At this point, however, it’s unclear what significant and malicious action could be taken by hostile intelligence services against the midterm elections. Any penetration of voting systems would have to have already occurred, and while there have been a few scattered reports of attempts, there has been no indication of systemic attacks, let alone successes. The elections are taking place in a widely distributed series of local systems rather than a singular national voting system, and most states still require paper or paper-trail balloting. It’s impossible to conduct a single-point-of-entry attack on US elections to change the overall outcome, especially in midterms.
That doesn’t mean nothing’s going on. Facebook booted 115 accounts last night as part of a suspected Russian-intel operation to post dumb dank memes, or something:
The social media giant said it had opened a probe into the accounts to determine if they were linked to the Russia-based Internet Research Agency, an organization special counsel Robert Mueller named in a February indictment for allegedly attempting to sway U.S. public opinion. In a blog post, Facebook head of cybersecurity policy Nathaniel Gleicher said the company was tipped off to the Facebook and Instagram accounts, which operated in Russian, French and English, by law enforcement.
“Typically, we would be further along with our analysis before announcing anything publicly,” Gleicher wrote. “But given that we are only one day away from important elections in the US, we wanted to let people know about the action we’ve taken and the facts as we know them today.”
The heads of U.S. intelligence and national security also issued a statement in the hours before polls opened, assuring the public that the Tuesday elections were secure, but urging Americans to remain vigilant to possible influence campaigns. Department of Homeland Security Secretary Kirstjen Nielsen, Attorney General Jeff Sessions, Director of National Intelligence Dan Coats and FBI Director Christopher Wray said they had “no indication” that a foreign entity could “prevent voting, change vote counts, or disrupt the ability to tally votes.”
“But Americans should be aware that foreign actors — and Russia in particular — continue to try to influence public sentiment and voter perceptions through actions intended to sow discord,” the agency heads wrote. “They can do this by spreading false information about political processes and candidates, lying about their own interference activities, disseminating propaganda on social media, and through other tactics.”

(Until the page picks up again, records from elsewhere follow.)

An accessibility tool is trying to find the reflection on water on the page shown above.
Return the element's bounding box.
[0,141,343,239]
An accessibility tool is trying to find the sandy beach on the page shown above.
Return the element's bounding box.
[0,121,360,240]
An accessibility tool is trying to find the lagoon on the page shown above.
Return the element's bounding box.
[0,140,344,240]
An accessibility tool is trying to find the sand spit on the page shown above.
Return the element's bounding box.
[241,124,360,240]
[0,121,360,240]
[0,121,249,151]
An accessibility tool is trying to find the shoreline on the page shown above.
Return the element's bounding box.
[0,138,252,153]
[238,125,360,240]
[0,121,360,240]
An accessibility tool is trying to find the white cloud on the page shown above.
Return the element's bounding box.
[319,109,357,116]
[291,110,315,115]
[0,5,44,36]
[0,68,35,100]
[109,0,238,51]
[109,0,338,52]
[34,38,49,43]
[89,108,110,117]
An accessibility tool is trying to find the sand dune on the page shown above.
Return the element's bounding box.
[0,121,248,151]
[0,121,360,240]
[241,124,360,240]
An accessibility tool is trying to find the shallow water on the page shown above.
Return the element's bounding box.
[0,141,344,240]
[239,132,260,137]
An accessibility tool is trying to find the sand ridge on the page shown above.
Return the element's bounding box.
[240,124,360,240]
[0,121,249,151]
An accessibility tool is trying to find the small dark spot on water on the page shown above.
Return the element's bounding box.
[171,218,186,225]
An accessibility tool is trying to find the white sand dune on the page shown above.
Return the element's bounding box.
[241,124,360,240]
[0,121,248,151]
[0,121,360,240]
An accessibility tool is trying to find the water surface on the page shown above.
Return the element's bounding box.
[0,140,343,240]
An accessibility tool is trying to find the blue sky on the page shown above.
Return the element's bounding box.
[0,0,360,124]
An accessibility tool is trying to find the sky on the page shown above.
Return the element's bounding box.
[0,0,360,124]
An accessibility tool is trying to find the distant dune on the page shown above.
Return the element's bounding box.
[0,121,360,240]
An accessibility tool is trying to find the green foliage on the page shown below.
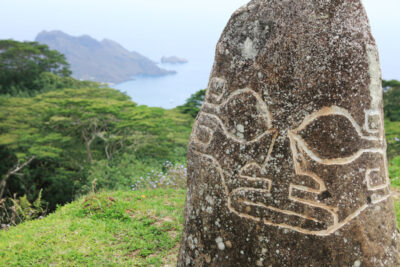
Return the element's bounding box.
[0,190,47,229]
[0,40,71,95]
[177,89,206,118]
[382,80,400,162]
[389,156,400,187]
[384,86,400,121]
[0,87,193,215]
[385,120,400,159]
[0,189,185,266]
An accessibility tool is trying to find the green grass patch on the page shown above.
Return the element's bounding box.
[0,189,185,266]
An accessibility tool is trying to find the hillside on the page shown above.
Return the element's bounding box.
[0,189,185,266]
[35,31,175,83]
[0,189,400,266]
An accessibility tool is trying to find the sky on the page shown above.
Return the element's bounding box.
[0,0,400,80]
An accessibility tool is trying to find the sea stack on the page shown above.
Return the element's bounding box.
[178,0,400,267]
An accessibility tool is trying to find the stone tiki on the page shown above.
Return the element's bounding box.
[178,0,400,266]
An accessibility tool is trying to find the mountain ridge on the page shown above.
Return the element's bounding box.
[35,31,176,83]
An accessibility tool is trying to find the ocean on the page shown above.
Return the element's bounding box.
[112,55,213,109]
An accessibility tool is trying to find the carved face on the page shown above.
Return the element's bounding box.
[191,74,390,235]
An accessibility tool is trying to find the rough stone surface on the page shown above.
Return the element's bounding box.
[178,0,400,266]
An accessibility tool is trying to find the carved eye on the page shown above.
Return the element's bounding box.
[220,89,270,141]
[291,107,379,163]
[298,115,362,159]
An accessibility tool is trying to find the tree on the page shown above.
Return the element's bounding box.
[177,89,206,118]
[0,40,71,95]
[0,87,193,210]
[383,80,400,121]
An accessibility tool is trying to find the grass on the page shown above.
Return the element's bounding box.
[0,164,400,266]
[0,189,185,266]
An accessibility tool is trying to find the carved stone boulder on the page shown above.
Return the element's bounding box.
[178,0,400,266]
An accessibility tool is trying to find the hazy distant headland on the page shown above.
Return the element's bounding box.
[161,56,188,64]
[35,31,176,83]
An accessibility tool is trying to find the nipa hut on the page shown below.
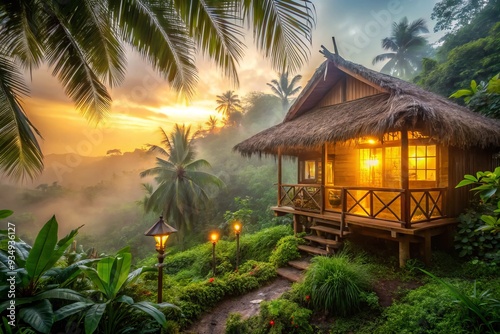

Actual cyberattacks should worry federal and state officials, and our intelligence agencies should fight back hard against them. The Facebook front is … much less worrisome. Despite all of the hysteria after the 2016 election over Facebook page views on propaganda accounts, no one has ever — ever — proposed a correlative effect from Facebook posts to voting behavior, let alone a causative effect, even from legitimate political discussion and advertising.
So why do Russian trolls continue to exploit Facebook? The same reason people climb mountains — because it’s there, and also because it’s a cheap way to publish. RT America costs a lot of money, but putting together a Hillary-Clinton-armwrestling-Jesus meme probably costs a few bucks in labor, tops. One hundred fifteen social-media accounts provide a drop in the bucket of the information avalanche in this election, or maybe even a microscopic part of a drop. Most of the 2016 propaganda was so ridiculous that it was self-debunking or simply too ludicrous to take seriously too, and there’s no indication that this year’s crop of lame dank memes was of any higher caliber.
And if we’re worried about last-minute lies about political candidates, we should be scrutinizing the political candidates themselves far more than a handful of Facebook randos.
It’s good to remain vigilant, but let’s focus on the real threats and stop obsessing over the low-impact stuff. The important point to know is that Facebook pranksterism didn’t decide the 2016 election, and that our systems have improved security to the point where we can have confidence in the results this time, too … even if we don’t particularly care for them.
As for the other Russian-collusion front, Robert Mueller’s staying pretty quiet lately. Perhaps that will change tomorrow … or perhaps that won’t go much farther, either. But that has little to do with the midterms, either.